Aidemy 2020/11/10
Hello, it is Yope! I am a liberal arts student, but I was interested in the possibilities of AI, so I went to the AI-specialized school "Aidemy" to study. I would like to share the knowledge gained here with you, and I am summarizing it on Qiita. I am very happy that many people have read the previous summary article. Thank you! This is the second post in the introduction to anomaly detection.
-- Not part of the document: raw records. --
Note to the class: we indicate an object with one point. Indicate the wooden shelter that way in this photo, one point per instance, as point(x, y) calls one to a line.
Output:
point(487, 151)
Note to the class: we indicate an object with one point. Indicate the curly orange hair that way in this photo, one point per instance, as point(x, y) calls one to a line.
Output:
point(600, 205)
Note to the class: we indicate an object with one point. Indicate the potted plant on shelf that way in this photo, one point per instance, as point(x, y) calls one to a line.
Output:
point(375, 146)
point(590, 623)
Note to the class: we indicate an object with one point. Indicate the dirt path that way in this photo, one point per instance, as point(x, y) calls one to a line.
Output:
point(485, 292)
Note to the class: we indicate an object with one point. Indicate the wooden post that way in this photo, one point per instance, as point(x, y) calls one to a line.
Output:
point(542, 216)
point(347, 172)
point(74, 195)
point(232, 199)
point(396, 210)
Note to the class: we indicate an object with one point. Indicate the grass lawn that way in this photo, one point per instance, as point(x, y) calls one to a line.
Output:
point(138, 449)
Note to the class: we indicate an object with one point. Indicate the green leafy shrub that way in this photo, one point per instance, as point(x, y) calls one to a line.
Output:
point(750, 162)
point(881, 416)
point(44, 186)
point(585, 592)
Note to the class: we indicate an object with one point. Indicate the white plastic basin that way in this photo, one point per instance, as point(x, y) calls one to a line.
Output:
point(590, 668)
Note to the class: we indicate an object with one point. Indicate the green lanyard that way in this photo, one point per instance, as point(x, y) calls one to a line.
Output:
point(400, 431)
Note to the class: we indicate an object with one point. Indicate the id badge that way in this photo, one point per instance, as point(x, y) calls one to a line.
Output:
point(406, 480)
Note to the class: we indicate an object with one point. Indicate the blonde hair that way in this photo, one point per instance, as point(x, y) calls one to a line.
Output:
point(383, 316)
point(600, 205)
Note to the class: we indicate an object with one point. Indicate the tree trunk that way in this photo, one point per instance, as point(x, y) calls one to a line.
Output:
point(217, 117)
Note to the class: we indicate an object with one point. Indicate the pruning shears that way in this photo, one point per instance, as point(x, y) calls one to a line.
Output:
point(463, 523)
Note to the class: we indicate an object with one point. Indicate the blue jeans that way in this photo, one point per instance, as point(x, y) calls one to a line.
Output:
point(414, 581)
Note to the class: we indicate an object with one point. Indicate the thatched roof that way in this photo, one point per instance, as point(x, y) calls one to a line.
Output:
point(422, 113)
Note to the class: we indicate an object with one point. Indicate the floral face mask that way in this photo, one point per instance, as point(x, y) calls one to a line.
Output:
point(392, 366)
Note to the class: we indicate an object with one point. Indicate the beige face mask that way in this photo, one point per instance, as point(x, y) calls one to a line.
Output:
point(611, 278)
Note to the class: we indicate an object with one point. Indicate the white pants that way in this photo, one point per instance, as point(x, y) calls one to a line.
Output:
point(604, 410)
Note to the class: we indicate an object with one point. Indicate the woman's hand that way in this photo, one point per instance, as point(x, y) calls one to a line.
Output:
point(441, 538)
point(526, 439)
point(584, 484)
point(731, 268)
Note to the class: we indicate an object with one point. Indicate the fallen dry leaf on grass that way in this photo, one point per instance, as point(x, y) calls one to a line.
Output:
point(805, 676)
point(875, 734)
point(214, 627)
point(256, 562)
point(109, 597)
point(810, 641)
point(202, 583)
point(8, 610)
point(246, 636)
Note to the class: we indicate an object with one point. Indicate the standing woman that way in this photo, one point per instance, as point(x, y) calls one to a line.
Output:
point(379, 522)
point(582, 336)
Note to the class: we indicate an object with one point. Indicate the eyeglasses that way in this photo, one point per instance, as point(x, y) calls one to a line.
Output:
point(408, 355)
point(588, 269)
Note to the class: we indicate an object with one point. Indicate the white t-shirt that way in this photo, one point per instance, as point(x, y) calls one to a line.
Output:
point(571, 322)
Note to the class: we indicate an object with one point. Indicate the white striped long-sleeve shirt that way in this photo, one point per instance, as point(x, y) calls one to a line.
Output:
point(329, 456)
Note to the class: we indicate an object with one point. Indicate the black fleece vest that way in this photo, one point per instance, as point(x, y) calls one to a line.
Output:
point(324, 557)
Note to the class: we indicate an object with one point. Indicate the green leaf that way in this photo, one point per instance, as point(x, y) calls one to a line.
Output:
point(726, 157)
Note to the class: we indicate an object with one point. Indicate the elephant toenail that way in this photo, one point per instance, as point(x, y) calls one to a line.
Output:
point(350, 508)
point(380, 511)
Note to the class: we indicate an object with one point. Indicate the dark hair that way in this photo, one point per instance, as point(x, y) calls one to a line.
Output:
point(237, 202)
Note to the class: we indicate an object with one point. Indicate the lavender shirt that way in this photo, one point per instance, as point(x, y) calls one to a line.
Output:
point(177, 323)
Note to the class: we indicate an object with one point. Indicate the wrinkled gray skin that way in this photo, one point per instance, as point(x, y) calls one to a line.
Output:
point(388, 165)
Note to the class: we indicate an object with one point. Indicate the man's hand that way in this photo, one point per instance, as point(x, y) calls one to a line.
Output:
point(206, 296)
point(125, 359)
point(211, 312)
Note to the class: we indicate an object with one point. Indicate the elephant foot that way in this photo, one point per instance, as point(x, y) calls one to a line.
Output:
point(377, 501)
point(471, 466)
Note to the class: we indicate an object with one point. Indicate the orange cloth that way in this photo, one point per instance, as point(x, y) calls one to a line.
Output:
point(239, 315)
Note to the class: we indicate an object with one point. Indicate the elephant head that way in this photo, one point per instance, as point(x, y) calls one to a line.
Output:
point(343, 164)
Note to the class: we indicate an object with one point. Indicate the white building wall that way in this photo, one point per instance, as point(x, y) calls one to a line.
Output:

Nice to meet you.
What to learn this time ・ Abnormality detection by k-nearest neighbor method ・ Abnormality detection by 1-class SVM ・ Abnormality detection for direction data
(I learned the k-nearest neighbor method before, but this time I will learn it again according to the anomaly detection) -The __k-nearest neighbor method __ means "calculate the degree of anomaly from the ratio of anomalous data among __k data that are close to the data to be discriminated". As with the hoteling method, whether or not it is abnormal is determined by whether or not the __threshold value is exceeded. -The k-nearest neighbor method in which k is 1 at this time is called __ "nearest neighbor method" __. k = 1 means __ that only the closest data is referenced __. -In the previous hoteling method, the preconditions were that "the data originated from a single normal distribution" and "the data contained almost no outliers". However, this __k-nearest neighbor method does not have such a restriction __. ・ The k-nearest neighbor method is very easy to understand when illustrated. When judging whether the green dot in the figure below is normal or abnormal, this data is __ "normal" __ because it is close to the blue set, which is a set of normal data.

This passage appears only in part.